BEGINNINGS: I started running in 2000. I just wanted to get in good shape and have a goal to look forward to after so many kids! They're 11, 12, 14 and 15.
MOTIVATORS: There was an article in the paper that said, 'If you've ever dreamed of running a marathon, do it for us, the Arthritis Society.' It was in Dublin, Ireland, so that's what I did. It was October 2000. I started a 16-week training program through the Arthritis Society. They provided a trainer and coach for the whole group. My next marathon is for the Canadian Diabetes Association, Dec. 11th. The hardest thing with doing these marathons is the fundraising. For this marathon, I have to raise $6,000. I'm at about $2,000. If people want to help out they can contact the diabetes association themselves and just say they want to give a donation in my name. My staff sergeant, Dick Shantz, actually has diabetes, so I'm running in honour of him.
BOOSTERS: Being a police officer, you have to be physically fit. And running is a great time to just get out and relax, spend quality time. It's easy to do, it's inexpensive. Especially with the shift work, I find that when you work out you feel better and you're healthier so you're not as tired and fatigued. I don't get the full eight to 10 hours like you're supposed to, but I still have really good energy so I chalk that up to working out.
TRAINING: We're just kind of starting into the training (for the marathon) so we do a short run a week, hills or speed training once a week. We're up to 13 kilometres now in our long runs per week. The Running Room group goes every Thursday night and Sunday morning. I do that but if I'm working or doing shift work, then I just fit it in on my own time, before work or after, depending on what the shift is. And I work out at the Mill Woods station, usually on the elliptical trainer, just a bit of a break on your knees. It's nice for cross training, instead of that constant pounding on your knees.
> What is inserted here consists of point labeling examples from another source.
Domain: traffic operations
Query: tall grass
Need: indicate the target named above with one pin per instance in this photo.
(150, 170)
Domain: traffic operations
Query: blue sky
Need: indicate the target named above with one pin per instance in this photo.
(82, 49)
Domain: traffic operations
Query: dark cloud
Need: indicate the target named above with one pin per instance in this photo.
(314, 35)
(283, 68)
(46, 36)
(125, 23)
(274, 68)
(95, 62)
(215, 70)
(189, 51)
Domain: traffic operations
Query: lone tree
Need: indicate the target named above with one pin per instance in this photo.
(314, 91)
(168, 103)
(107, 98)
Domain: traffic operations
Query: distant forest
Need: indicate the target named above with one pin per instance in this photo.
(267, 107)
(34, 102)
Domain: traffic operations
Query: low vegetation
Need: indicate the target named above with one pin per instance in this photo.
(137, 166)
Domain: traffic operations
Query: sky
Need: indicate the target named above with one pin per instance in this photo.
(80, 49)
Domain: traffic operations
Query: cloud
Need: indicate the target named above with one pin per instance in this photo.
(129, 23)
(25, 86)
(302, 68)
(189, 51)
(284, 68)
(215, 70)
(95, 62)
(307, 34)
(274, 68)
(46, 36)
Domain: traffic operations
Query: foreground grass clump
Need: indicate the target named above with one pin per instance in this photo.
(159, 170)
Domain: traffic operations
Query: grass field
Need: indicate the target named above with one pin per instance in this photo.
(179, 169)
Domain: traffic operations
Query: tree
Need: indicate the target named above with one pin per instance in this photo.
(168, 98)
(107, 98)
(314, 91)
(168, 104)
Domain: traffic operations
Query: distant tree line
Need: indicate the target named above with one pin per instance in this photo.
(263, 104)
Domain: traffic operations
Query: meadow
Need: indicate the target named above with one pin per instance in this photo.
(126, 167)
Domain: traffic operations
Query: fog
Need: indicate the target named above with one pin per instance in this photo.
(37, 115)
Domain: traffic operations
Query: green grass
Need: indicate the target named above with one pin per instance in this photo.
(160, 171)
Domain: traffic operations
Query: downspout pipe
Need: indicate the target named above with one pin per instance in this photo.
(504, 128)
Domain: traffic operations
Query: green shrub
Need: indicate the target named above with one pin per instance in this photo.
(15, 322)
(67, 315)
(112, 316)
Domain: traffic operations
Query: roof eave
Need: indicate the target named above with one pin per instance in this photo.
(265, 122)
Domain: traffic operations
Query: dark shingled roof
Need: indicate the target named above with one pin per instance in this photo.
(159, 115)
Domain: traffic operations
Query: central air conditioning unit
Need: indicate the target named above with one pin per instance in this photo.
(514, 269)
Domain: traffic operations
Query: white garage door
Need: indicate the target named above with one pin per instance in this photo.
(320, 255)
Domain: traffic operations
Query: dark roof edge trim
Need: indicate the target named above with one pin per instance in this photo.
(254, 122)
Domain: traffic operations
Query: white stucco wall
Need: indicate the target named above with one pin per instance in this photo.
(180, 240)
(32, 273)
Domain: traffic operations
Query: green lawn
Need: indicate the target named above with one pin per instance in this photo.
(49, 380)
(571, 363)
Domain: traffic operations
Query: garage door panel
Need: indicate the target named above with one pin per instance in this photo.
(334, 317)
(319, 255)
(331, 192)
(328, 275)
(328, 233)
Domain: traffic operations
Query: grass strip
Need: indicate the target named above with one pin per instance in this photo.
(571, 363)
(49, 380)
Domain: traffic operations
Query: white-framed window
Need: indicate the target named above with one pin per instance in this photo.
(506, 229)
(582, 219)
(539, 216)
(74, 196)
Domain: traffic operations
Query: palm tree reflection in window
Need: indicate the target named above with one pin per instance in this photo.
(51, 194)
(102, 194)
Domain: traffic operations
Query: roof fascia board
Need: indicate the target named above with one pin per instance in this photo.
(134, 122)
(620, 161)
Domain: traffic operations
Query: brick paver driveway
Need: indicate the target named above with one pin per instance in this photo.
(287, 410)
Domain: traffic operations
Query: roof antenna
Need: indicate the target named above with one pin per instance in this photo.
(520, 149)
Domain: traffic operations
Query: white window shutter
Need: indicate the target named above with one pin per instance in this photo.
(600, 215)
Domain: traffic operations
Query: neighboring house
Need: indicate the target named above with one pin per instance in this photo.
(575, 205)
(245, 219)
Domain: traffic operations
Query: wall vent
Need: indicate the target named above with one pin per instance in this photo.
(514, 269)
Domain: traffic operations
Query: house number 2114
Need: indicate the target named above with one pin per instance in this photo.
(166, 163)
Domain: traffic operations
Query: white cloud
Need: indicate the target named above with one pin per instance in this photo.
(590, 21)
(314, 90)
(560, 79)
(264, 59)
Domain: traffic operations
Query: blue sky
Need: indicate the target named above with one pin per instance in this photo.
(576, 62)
ROUTES: Any route in the river valley.
PREFERENCES: I usually have a friend I run with all the time. I like to chat. It passes the time.
HIGH & LOWS: Dublin was great. You meet people from all over the world, hear other people's stories. My time was four and a half hours. Completing that one and crossing the finish line was amazing. A low: sometimes when you're trudging out there and the weather is just crappy and you know you have to do 20 miles or whatever. But once you get out there, you usually feel better.
GEAR: I seem to always use Saucony. They have great arch support. And I used to use a heart-rate monitor, but I went scuba diving, wore my watch and blew it up so I haven't bought a new one.